Dla Polski wydarzenia na Wołyniu były brutalną czystką etniczną; W 2016 roku polski parlament uznał pogromy za „ludobójstwo narodu polskiego dokonane przez nacjonalistów ukraińskich w latach 1943–1945”.
Jednak na Ukrainie pamięć o wojennych zmaganiach o utworzenie niepodległego państwa inspiruje dzisiejsze pokolenie do odwagi i walki z rosyjskim najeźdźcą. Lewkowycz, skazany przestępca z Uhli, ma ulicę nazwaną jego imieniem w ukraińskiej wsi pod Lwowem.
Stepan Bandera, skrajnie prawicowy nacjonalistyczny ukraiński przywódca, który promował wizję UPA czystej etnicznie Ukrainy i oddział Organizacji Ukraińskich Nacjonalistów (OUN), jest oskarżony o udział w Holokauście wraz z nazistowskimi Niemcami. Kijowie, podczas gdy wielu Polaków postrzega go jako zbrodniarza wojennego.
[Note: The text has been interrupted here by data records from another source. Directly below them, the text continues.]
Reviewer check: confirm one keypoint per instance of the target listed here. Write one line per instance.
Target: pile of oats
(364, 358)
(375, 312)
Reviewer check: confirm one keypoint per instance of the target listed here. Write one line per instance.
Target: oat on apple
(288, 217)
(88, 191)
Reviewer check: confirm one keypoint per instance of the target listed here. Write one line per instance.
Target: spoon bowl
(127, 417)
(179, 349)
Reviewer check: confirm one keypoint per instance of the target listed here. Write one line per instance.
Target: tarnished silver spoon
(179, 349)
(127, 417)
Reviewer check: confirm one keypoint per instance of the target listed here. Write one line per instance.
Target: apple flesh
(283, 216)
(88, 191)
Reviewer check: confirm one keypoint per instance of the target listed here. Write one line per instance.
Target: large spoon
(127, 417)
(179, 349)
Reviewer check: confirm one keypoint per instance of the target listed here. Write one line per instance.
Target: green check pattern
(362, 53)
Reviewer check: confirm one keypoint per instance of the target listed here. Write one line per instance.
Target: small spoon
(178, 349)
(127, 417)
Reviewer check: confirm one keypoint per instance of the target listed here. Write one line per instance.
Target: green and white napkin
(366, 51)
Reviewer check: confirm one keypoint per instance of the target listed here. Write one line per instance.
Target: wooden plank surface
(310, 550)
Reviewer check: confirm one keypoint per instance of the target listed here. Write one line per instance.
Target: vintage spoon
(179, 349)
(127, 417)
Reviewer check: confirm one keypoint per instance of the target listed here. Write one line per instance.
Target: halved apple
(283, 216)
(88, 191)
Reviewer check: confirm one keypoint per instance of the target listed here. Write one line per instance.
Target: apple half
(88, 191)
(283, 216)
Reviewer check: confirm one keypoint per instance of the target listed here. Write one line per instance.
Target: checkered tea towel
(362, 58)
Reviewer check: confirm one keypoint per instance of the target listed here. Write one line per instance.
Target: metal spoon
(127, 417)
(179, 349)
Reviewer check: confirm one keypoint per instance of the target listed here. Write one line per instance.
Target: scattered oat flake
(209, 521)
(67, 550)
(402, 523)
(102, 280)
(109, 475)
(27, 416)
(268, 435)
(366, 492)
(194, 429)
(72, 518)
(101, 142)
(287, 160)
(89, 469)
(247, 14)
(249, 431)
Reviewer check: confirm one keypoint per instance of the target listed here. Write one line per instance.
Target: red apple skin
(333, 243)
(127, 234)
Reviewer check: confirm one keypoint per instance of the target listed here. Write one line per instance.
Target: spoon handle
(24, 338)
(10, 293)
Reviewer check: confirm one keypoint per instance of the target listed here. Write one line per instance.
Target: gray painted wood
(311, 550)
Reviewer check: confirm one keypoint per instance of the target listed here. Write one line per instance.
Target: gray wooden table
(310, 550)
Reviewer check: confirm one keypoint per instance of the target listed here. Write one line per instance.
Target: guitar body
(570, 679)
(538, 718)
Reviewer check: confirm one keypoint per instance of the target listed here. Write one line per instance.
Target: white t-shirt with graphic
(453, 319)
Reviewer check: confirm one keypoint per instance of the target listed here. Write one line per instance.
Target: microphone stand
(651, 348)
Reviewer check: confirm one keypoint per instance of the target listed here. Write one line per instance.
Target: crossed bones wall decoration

Rosja atakuje także ukraiński rząd za gloryfikowanie Bandery.
Polska jednak stąpa po cienkim lodzie, jeśli chodzi o negocjacje akcesyjne Ukrainy z Unią Europejską, powołując się na jej uzasadnione żądania historyczne – ostrzegł Piotr Buras, szef Biura Stosunków Zagranicznych Rady Europy w Warszawie.
„Zawsze możemy porozmawiać o historii Polski i Ukrainy oraz o tym, skąd biorą się te wszystkie skargi” – powiedział Puras. „Ale co innego wiązać to wszystko z rozszerzeniem UE. W strategicznym interesie Polski leży, aby Ukraina przystąpiła do UE. Stwierdzenie, że kwestia wołyńska jest ważniejsza od integracji Ukrainy z UE, stawia sprawę do góry nogami.
Krajowe konflikty polityczne
Duda powtórzył opinię wyrażoną niedawno przez Puras.